Mechanistic insights into bupivacaine spread through anisotropic tissue planes and fascial barriers: experimental evidence for interfascial block dynamics
Simon Istenič, Luka Pušnik, Chiedozie Kenneth Ugwoke, Prof. dr. Tatjana Stopar Pintarič, Nejc Umek
Abstract
BACKGROUND: The mechanism by which local anesthetics spread and produce analgesia in interfascial plane blocks remains unclear. Clinical efficacy often exceeds the visible spread of injectate on imaging. This cadaveric study quantified the distribution of bupivacaine within skeletal muscle and across fascial barriers to explore diffusion as a potential contributor to interfascial plane block dynamics. METHODS: Fresh and frozen-thawed human soleus muscles were injected with a mixture of bupivacaine and methylene blue, and samples were collected along and perpendicular to fiber orientation. Fresh lower limbs were used to assess transfascial transfer across sequential crural fasciae after injection with bupivacaine, iodinated contrast, and methylene blue.
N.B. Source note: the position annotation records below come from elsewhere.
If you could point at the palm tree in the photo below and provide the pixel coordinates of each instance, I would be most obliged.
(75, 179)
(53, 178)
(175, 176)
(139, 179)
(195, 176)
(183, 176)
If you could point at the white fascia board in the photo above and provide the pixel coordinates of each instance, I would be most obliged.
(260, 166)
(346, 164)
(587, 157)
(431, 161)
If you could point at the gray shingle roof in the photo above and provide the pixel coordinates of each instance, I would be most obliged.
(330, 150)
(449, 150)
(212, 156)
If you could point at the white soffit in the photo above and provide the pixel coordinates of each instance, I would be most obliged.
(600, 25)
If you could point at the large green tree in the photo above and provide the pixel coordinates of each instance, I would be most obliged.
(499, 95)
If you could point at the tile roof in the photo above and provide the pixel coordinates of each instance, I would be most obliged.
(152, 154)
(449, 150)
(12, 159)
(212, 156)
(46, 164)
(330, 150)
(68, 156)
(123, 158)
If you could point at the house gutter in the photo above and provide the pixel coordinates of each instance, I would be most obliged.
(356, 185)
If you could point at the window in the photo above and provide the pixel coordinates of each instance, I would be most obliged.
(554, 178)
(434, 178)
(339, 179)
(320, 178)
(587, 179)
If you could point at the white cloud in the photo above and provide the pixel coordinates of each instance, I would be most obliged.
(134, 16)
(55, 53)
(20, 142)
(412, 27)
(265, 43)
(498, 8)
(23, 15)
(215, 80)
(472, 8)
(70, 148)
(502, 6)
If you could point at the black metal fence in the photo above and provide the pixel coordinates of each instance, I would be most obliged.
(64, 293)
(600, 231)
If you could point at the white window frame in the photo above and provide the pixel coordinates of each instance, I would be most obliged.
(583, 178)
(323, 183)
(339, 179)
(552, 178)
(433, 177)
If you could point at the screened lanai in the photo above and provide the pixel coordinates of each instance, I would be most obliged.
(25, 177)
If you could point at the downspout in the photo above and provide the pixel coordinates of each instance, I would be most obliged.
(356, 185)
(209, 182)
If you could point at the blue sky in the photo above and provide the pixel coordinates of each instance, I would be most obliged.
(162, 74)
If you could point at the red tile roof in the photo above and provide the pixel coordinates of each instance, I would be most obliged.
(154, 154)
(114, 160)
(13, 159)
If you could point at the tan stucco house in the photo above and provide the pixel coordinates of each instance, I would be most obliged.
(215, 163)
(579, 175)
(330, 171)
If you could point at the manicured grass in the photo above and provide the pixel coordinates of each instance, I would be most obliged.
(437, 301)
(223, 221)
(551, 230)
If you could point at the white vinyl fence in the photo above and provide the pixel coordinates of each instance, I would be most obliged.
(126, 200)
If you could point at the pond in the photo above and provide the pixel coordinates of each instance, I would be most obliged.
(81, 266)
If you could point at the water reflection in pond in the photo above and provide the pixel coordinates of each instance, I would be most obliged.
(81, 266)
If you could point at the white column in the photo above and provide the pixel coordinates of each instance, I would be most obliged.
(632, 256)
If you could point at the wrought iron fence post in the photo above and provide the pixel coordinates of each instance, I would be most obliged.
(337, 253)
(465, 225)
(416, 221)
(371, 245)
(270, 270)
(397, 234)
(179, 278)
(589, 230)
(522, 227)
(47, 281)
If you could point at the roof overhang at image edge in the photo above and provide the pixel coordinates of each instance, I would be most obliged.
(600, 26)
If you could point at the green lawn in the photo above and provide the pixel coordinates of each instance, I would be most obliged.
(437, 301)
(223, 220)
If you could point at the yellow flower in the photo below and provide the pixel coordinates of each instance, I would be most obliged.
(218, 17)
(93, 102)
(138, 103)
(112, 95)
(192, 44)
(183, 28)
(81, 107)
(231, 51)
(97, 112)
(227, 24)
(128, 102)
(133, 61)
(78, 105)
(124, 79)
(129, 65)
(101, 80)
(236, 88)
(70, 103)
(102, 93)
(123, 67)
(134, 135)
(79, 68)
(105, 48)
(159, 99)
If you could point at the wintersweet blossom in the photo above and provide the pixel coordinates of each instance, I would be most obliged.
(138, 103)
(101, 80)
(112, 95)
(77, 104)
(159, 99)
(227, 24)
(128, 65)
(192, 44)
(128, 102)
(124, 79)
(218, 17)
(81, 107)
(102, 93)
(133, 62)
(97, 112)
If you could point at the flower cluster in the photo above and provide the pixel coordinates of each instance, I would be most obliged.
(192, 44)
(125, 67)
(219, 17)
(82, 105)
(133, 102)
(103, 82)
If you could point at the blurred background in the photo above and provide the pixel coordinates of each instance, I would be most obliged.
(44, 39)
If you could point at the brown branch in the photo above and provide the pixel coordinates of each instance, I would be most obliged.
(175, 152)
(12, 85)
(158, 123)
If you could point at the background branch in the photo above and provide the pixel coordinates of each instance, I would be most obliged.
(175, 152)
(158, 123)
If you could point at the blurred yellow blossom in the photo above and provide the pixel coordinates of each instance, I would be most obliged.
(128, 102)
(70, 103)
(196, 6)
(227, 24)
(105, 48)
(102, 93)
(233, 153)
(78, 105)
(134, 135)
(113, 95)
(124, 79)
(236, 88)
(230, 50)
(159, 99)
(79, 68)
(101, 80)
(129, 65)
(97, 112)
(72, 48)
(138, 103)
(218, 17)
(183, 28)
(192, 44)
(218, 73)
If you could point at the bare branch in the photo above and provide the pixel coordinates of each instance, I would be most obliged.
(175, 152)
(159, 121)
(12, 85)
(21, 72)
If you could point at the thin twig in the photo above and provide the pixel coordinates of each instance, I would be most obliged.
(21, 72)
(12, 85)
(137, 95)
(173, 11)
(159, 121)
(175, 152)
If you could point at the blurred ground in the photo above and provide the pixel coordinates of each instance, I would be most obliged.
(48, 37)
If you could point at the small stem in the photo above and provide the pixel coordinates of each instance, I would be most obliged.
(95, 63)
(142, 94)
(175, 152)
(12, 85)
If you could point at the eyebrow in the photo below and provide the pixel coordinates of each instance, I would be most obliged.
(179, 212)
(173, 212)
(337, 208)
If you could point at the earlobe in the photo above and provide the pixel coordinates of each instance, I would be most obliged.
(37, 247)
The limbs were imaged with CT and samples were collected from crural compartments separated by fascial layers. Finally, simulated posteromedial quadratus lumborum block was performed in fresh cadavers, with samples harvested from the quadratus lumborum, psoas major, and diaphragm. Bupivacaine concentrations were quantified using high-performance liquid chromatography-mass spectrometry. RESULTS: In fresh muscle, bupivacaine exhibited an anisotropic pattern, with concentration gradients decreasing more slowly along muscle fiber orientation than in transverse direction (p=0.0008). This directional difference disappeared in frozen-thawed tissue. Across fascial barriers, bupivacaine decreased exponentially with the distance from injection site, compatible with diffusion-driven transport, whereas methylene blue and iodinated contrast were not detected beyond the injected compartments. After simulated quadratus lumborum block, bupivacaine was detected in the psoas major (0.7-487.6 µg/g), quadratus lumborum (0.2-266.1 µg/g), and diaphragm (9.0-27.3 µg/g) despite no evident methylene blue spread. CONCLUSIONS: Low-volume injectate of bupivacaine spread anisotropically within fresh muscle and permeated fascial barriers in ways not demonstrated by methylene blue or iodinated contrast. The exponential decrease of concentrations provides evidence that diffusion contributes to local anesthetic distribution and may help explain, at least in part, the broad and occasionally disproportionate sensory coverage observed clinically with interfascial plane blocks.